Layer 3: Turnkey, industry-specific applications

Many industry-specific applications can be improved with prediction or classification systems that learn from data. These ML capabilities have the potential to dramatically increase efficiency. Netflix in entertainment or Amazon in retail demonstrate that even something as simple as a recommendation engine can help to reshape entire industries and value chains.

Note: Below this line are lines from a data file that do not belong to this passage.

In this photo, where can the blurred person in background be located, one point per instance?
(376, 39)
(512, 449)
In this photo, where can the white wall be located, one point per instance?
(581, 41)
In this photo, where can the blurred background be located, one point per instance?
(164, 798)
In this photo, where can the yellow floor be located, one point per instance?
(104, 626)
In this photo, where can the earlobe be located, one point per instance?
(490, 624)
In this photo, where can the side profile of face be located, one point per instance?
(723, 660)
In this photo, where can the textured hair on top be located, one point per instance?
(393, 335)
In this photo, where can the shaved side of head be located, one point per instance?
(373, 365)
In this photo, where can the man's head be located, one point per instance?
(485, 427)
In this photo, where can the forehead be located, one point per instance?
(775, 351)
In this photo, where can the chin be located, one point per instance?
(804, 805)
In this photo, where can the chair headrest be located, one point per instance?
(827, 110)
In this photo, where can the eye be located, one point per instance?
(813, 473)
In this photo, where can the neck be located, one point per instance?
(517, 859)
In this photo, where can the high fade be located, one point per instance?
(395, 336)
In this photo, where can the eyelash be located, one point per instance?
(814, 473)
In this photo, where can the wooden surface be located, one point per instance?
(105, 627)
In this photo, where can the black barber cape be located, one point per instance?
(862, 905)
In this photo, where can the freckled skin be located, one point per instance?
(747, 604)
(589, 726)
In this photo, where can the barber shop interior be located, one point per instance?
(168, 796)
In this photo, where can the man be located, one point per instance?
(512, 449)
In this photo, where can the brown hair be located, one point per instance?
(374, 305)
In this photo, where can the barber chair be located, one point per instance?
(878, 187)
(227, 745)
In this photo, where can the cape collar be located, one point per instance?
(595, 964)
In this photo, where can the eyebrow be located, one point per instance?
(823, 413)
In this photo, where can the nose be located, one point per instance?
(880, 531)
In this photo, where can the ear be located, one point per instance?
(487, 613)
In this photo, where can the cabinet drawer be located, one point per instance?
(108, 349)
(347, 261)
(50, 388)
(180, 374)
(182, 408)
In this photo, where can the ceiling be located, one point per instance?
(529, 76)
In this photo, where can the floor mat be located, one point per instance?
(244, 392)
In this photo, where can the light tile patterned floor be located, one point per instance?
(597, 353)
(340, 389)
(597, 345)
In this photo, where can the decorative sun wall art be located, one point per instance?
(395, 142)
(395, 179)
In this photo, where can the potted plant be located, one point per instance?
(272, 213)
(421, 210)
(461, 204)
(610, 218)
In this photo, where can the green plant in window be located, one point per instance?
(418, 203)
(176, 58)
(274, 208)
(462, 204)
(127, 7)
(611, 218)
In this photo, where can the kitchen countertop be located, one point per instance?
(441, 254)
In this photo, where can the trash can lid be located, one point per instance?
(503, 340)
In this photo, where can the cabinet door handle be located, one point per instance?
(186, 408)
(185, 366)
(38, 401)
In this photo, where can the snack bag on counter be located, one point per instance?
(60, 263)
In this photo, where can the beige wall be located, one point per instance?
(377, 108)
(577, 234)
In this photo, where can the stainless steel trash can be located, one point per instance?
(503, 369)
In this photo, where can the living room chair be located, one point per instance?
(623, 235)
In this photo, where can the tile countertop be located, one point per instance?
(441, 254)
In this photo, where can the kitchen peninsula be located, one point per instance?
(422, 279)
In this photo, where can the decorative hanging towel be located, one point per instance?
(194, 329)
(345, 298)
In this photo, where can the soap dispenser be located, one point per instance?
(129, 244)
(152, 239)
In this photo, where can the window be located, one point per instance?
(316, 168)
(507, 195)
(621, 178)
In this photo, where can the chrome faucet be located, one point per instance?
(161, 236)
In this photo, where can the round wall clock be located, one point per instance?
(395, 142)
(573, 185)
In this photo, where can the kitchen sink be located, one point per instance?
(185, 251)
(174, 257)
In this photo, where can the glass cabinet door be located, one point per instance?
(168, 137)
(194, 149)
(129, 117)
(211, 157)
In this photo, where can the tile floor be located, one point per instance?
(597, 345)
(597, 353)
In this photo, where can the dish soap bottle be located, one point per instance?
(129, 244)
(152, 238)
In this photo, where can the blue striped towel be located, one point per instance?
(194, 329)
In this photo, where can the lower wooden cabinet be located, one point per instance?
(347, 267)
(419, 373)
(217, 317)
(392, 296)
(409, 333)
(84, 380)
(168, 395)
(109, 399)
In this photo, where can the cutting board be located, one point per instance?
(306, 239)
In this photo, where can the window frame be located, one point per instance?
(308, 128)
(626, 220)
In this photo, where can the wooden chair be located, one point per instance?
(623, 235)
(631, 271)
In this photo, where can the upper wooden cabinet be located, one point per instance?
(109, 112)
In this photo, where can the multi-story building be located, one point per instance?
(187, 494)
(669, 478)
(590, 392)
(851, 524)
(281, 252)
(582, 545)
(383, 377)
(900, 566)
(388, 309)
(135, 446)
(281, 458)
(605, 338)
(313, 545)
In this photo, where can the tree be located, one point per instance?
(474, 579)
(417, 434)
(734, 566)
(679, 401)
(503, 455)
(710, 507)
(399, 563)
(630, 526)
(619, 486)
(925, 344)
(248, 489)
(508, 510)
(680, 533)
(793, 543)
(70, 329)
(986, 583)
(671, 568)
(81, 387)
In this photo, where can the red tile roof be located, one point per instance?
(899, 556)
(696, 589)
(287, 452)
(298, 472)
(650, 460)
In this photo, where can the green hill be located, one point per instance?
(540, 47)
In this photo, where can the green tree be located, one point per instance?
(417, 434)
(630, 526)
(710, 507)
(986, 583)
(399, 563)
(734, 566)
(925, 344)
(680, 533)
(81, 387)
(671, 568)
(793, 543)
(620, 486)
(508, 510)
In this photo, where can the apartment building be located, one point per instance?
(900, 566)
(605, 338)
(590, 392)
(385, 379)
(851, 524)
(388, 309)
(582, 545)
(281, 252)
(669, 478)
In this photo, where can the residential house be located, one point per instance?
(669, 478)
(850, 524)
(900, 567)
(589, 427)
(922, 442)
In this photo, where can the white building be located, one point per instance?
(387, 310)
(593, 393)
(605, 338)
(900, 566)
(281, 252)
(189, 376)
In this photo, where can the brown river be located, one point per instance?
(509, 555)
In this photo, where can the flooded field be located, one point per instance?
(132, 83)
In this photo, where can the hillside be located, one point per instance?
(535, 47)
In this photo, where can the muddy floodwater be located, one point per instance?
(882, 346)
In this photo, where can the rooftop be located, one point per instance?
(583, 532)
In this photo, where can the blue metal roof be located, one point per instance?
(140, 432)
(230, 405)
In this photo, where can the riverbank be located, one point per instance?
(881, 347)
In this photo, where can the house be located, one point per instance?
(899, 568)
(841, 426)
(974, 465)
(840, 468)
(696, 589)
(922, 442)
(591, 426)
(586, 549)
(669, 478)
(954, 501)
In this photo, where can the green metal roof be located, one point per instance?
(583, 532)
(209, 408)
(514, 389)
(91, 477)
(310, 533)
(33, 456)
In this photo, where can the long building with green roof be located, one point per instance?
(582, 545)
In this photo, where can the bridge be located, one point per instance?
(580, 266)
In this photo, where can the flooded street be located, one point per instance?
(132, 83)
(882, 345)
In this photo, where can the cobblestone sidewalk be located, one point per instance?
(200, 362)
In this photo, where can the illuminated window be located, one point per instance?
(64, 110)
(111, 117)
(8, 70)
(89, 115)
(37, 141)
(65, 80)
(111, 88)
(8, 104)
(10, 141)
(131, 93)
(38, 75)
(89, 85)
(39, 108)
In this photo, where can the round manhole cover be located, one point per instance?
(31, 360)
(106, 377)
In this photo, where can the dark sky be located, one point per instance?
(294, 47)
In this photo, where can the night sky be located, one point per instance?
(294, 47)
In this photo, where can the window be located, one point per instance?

  • ML-powered applications can be very powerful even while being somewhat niche. For example, Insight Partners invested in Tractable, which has ML technology currently focused on estimating the cost of repairing a damaged vehicle based on photos or videos. This technology is used by auto insurance companies and has the potential to benefit body shops, drivers, and even car manufacturers. Another Insight investment, Precision Lender, has a ML-powered system named Andi that makes real-time, contextually relevant recommendations to bankers about how to best price deals, such as loan offers. While Andi performs a relatively narrow task in the overall banking process, it can have significant positive impacts on banking customer satisfaction and bank profitability.
  • At Layer 3, customers will sometimes have a bias towards “build” in a build vs. buy analysis. It can be challenging to get customers to part with data that they view as strategic or to cede key functions to a vendor when they view those functions as core to their identity as a firm. At Layer 3 many enterprises may, at least initially, try to “do it themselves” with their own data.  Even though it’s hard for them to recruit high-caliber ML talent to build in-house prediction systems, many will try. Because of this obstacle, some Layer 3 machine learning startups are rethinking the traditional boundaries of a software vendor and going direct to the end consumer, competing against incumbents in a vertical industry. This is seen in Fintech where countless startups are disintermediating banks. The incumbents might have otherwise been the startup’s customers, but if a startup can own the end user relationship directly, it can ensure that it has a fresh source of training and feedback data to improve its products; legacy incumbents may get cut out entirely.
  • Marginal increases in prediction accuracy can yield significant increases in utility as ML systems pass certain precision thresholds. Going from 98% accuracy to 99.9% accuracy in a system improves the error rate 20x (from 2% to 0.1%). This improvement can be extremely valuable in contexts such as self-driving cars where error tolerance is very low. NYU recently open-sourced a breast cancer screening model trained on over 200,000 mammography exams, that uses deep convolutional neural networks to predict the presence of malignant breast tumors. According to the researchers, “We experimentally show that our model is as accurate as an experienced radiologist and that it can improve the accuracy of radiologists’ diagnoses when used as a second reader.” For some less life-or-death applications, we may soon pass prediction accuracy thresholds beyond which humans can be taken “out of the loop” entirely, which can fundamentally transform business models and industries.

Conclusion

To build a sustainable business at Layers 1, 2, or 3 requires both having investors with very long time horizons and the ability to attract and retain high caliber talent. Many incumbent technology vendors have neither.

This will likely continue to shift economic power from legacy incumbents to growth-stage startups as well as the small number of big, public companies who have curated investors willing to let them invest over many years.